A pile dominated by nitrogen-rich greens (low C:N ratio, below roughly 20:1) will typically become slimy, compacted, and anaerobic. Excess nitrogen that microbes cannot use is released as ammonia gas, producing a strong, unpleasant smell similar to urine or rotting eggs. The pile may also attract pests. The fix is simple: layer in dry carbon-rich browns such as cardboard, straw, or dry leaves to raise the C:N ratio back toward the 25-30:1 optimal range, then turn the pile to re-introduce oxygen.
Slow decomposition almost always means the C:N ratio is too high (too many browns, not enough greens), the pile is too dry, or both. When microbes run out of nitrogen, their metabolism slows dramatically and the pile may sit unchanged for months. Add nitrogen-rich greens such as fresh grass clippings, food scraps, or coffee grounds to bring the ratio closer to 25-30:1. At the same time, check moisture: a healthy pile should feel like a wrung-out sponge. Turning the pile at least once a week and chopping or shredding materials into smaller pieces also dramatically accelerates decomposition by increasing the surface area available to microbes.
The terms Green and Brown in composting describe the chemical nature of the material, specifically whether it is nitrogen-rich or carbon-rich, not its literal color. Coffee grounds are brown in color but have a C:N ratio of approximately 20:1, which is nitrogen-rich enough to classify them as a Green. Other examples of misleading colors include dry, brown autumn leaves, which are a classic Brown (high carbon), and fresh green grass clippings, which are correctly a Green. Always look up the C:N ratio of a material rather than relying on its color when deciding how to balance your pile.

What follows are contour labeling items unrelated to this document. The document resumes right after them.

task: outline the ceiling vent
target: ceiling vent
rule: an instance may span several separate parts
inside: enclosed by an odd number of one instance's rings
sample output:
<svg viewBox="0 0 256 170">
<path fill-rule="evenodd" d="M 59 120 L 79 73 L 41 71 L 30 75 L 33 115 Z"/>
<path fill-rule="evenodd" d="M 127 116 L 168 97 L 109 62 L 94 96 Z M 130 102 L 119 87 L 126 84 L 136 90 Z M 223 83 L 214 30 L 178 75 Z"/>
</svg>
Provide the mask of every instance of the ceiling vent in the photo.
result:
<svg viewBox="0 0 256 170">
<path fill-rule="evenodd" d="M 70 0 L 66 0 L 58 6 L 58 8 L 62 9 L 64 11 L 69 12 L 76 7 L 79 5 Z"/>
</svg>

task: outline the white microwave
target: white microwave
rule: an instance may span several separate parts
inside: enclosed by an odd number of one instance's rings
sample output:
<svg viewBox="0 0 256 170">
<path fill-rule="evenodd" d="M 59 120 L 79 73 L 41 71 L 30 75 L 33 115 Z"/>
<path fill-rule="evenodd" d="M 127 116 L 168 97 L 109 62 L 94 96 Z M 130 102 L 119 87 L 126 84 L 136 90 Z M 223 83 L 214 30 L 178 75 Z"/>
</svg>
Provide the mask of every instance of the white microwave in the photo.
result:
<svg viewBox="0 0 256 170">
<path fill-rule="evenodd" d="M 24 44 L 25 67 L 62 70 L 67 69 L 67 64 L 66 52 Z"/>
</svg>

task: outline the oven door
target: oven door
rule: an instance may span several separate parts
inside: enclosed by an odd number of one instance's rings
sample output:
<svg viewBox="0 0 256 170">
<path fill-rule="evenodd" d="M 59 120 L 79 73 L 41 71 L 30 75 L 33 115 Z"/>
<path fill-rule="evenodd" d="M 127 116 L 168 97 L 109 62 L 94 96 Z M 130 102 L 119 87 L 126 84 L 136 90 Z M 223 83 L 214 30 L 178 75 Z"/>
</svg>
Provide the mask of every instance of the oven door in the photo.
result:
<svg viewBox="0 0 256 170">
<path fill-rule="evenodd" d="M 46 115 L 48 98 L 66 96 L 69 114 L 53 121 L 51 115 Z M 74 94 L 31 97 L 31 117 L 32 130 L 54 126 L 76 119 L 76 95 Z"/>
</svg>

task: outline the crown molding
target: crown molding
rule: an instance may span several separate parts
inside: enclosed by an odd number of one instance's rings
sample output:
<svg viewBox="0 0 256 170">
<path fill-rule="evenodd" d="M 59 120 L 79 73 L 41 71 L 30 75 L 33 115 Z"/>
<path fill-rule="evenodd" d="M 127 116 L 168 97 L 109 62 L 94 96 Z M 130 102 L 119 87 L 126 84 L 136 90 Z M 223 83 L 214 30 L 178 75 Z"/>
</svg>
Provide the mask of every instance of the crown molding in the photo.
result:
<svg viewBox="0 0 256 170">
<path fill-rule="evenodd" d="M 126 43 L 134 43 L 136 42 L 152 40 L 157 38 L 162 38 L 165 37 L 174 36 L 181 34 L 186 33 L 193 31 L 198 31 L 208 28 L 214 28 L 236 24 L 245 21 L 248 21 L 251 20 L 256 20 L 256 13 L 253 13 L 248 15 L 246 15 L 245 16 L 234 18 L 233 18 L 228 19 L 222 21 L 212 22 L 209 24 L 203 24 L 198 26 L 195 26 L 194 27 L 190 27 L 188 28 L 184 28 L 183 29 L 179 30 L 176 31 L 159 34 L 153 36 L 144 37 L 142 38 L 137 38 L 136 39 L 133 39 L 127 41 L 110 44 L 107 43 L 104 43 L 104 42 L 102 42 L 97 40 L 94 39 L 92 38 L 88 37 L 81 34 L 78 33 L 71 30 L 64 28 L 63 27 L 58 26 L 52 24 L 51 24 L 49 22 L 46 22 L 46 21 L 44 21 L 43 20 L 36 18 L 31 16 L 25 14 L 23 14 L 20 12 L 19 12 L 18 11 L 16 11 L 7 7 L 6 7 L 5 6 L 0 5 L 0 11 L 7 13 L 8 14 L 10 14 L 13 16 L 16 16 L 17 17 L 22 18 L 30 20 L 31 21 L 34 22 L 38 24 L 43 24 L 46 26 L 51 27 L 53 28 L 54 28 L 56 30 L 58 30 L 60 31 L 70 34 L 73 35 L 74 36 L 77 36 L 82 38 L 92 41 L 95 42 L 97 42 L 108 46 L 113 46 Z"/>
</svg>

Yes, particle size is one of the most significant practical factors in composting speed. Microbes can only break down material at its surface, so smaller pieces expose far more surface area per unit of mass. For example, a single whole cardboard box may take months to decompose, but the same box shredded into small pieces can break down in weeks. Chipping woody branches, shredding paper, chopping kitchen scraps, and mowing over dry leaves before adding them all dramatically accelerate decomposition. As a general guideline, keeping particle size between 0.5 and 1.5 inches produces the fastest results while still allowing airflow through the pile.